Una revuelta popular


En un articulo anterior, me referí a la inutilidad de algunos gobiernos destacados, en el manejo de la crisis actual en sus países. Al mismo tiempo destaqué otros bastante más exitosos. Para recordar, entre estos últimos, algunos tienen a su frente representantes del género femenino, quizá por la sensibilidad humana que les caracteriza. Pero en ciertos países, son profesionales aquellos que están a la cabeza del sistema de salud. Estos pudieron advertir a tiempo el peligro que se cernía y entonces actuar con rapidez y efectividad.

Creo apostar a lo correcto cuando estimo que los políticos, en su gran mayoría, no están a la altura de las circunstancias. Entonces el fracaso les señala, pero su significado es una cantidad muy grande, casi monstruosa, de víctimas de la pandemia. No creo estar equivocado si señalo la causa fundamental de esto: Los políticos tienen un solo interés, y es… perdurar en el gobierno. Todos sus actos están destinados a perseverar basándose en actos populistas. Entonces todo aquello que pueda reprimir al individuo, como viene al caso las medidas de resguardo de la salud por medio del encierro obligado, resienten a esos políticos. Además el primer resultado de este operativo, es restringir la economía, con la consiguiente y elevada desocupación. A ello se debe sumar la imperiosa necesidad de ofrecer apoyo económico directo a fin de asegurar la supervivencia de los ciudadanos afectados. Además, mencionar el casi total paro de las actividades sociales, hasta el punto de separar las familias. Así vemos, que aquellos dirigentes obtusos que en un inicio negaron la gravedad de la situación, debieron optar por tomar medidas impopulares, pero de manera menos efectivas.

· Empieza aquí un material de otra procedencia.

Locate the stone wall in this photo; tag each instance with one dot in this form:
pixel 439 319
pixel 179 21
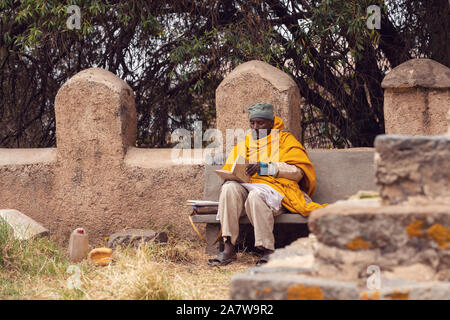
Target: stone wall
pixel 96 178
pixel 416 98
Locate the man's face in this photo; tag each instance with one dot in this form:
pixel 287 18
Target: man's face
pixel 260 127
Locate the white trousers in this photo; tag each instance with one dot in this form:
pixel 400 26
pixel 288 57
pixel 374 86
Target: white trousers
pixel 234 202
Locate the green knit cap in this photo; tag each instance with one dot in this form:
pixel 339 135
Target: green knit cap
pixel 261 110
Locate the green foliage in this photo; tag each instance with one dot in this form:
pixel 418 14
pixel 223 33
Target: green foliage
pixel 37 257
pixel 174 55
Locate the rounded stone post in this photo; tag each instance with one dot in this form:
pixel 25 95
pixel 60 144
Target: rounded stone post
pixel 253 82
pixel 416 98
pixel 95 117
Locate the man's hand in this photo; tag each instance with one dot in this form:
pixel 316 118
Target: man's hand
pixel 251 169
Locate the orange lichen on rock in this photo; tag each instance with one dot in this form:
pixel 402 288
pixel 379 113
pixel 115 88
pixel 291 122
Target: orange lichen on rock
pixel 358 244
pixel 440 235
pixel 414 229
pixel 370 296
pixel 399 295
pixel 300 292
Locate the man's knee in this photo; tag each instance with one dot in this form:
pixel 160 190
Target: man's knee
pixel 230 187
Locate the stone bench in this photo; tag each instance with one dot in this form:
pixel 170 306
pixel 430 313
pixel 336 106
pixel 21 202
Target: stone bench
pixel 340 174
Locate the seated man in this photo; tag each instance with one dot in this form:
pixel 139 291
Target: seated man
pixel 282 176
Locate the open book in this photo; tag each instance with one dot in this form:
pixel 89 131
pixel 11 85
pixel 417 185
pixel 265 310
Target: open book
pixel 237 172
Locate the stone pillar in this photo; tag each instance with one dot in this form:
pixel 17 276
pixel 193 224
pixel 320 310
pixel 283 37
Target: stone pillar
pixel 95 116
pixel 253 82
pixel 416 98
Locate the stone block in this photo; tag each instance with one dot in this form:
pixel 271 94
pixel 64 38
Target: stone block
pixel 416 98
pixel 351 238
pixel 282 286
pixel 413 169
pixel 23 227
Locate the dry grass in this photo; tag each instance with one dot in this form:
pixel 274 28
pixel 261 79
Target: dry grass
pixel 177 270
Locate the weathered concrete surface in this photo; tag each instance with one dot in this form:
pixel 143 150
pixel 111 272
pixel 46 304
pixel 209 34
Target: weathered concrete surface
pixel 253 82
pixel 424 73
pixel 413 169
pixel 27 156
pixel 416 98
pixel 135 237
pixel 23 227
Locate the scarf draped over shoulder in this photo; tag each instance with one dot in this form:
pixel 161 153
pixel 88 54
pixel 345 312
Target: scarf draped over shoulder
pixel 280 146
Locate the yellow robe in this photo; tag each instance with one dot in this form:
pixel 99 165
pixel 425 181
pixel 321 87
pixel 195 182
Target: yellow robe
pixel 280 146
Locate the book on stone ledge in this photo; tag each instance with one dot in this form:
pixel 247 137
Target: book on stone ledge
pixel 237 172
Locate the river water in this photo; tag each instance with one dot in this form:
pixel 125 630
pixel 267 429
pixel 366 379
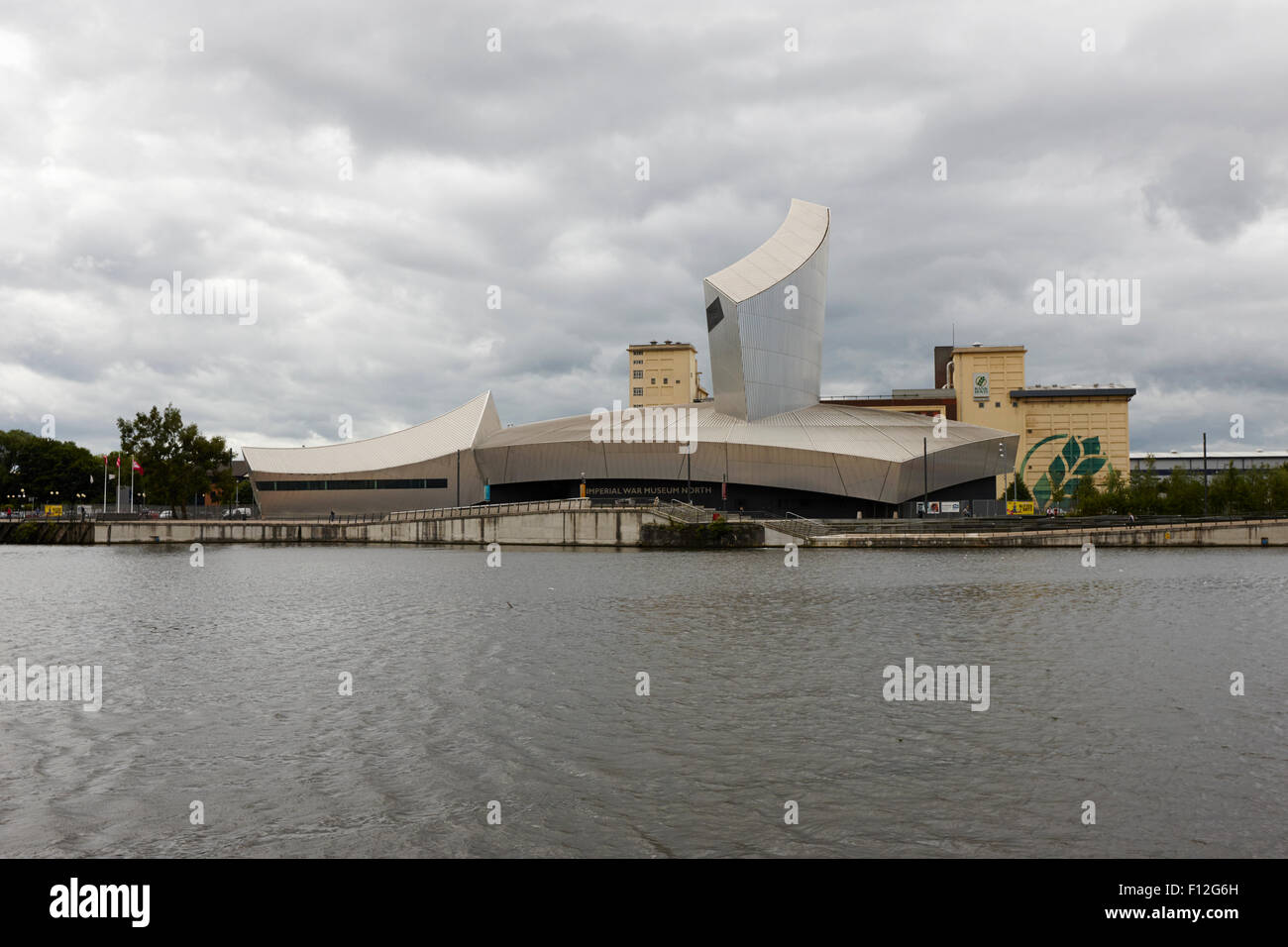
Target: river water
pixel 519 684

Entonces, ¿qué alternativas quedan?… bueno, sin tener la varita mágica y entonces proponer soluciones drásticas, creo que la primera medida debe ser la “transparencia” en la puesta en marcha de acciones y en la toma de decisiones. Seria bueno, por ejemplo, abrir la sala del gobierno al público. Con el sistema “Zoom”, todo ciudadano podría ser testigo de las vicisitudes de sus líderes, y no menos, poder opinar “en vivo y en directo”. Cierto que esto requiere de cierta reglamentación a fin de evitar desmanes por parte de los descontentos de siempre. Simplemente, obligando a identificarse para poder participar y también limitar el número de participantes.

Recientemente, en mi país, algunas sesiones de la Suprema Corte fueron transmitidas por TV, y resulta ser que nadie salió damnificado por ello. Claro que no hubo la posibilidad de participación del público, pero al menos se dio un paso hacia el dominio abierto de la justicia.

Pero no estoy abogando por una simple apertura a la ciudadanía. Más allá de esto pienso en la necesidad de establecer un sistema completo de gobierno del pueblo. En términos generales esto se denomina “Democracia Directa”, lo cual son propuestas bien conocidas, pero aquí y ahora no es el momento de entrar en detalles. Solo una cuestión fundamental… ahí es el pueblo el que ejerce el poder de gobierno, reemplazando a los políticos tradicionales. No más intereses mezquinos y egoístas, ahora cada uno de los ciudadanos debe ejercer su derecho a opinar y participar de las decisiones. También tomar responsabilidades.

Claro que se trata de un operativo complejo, y no fácil de montar, en especial cuando se exige de cada persona tomar el riesgo de la empresa. Probablemente, para llegar a ello, se debería optar por una acción subversiva. Por ejemplo, fundar una institución política que se presente a elecciones regulares, pero una vez en el poder, dictar las leyes del caso. Luego si desempolvar las verdaderas metas ideológicas para construir las instituciones necesarias.

Sin lugar a duda, esa propuesta va a desencadenar reacciones quizá muy violentas por parte de los principales damnificados, los políticos profesionales. Pero, en fin, se trata de una revolución, y como en el pasado se demostró, siempre hay victimas. De todas maneras no se trataría nunca de una iniciativa destinada a crear lucha y violencia, y solo la reacción de los miserables podría determinar la gravedad de los resultados.

No obstante, la alternativa sería la de continuar en el camino de la destrucción de toda la sociedad humana y su hábitat. Esto sería mucho más grave al fin.

Josef Carel 

2 comentarios sobre “Una revuelta popular

  1. Confieso que sigo leyendo, uno a uno, los ensayos que publicas, (a cual más interesante, debo destacar).
    A grandes rasgos estoy de acuerdo con tu posición y opinión; es más, estaba pensando que si es que llegas a formar un partido, quizás me verías en sus filas.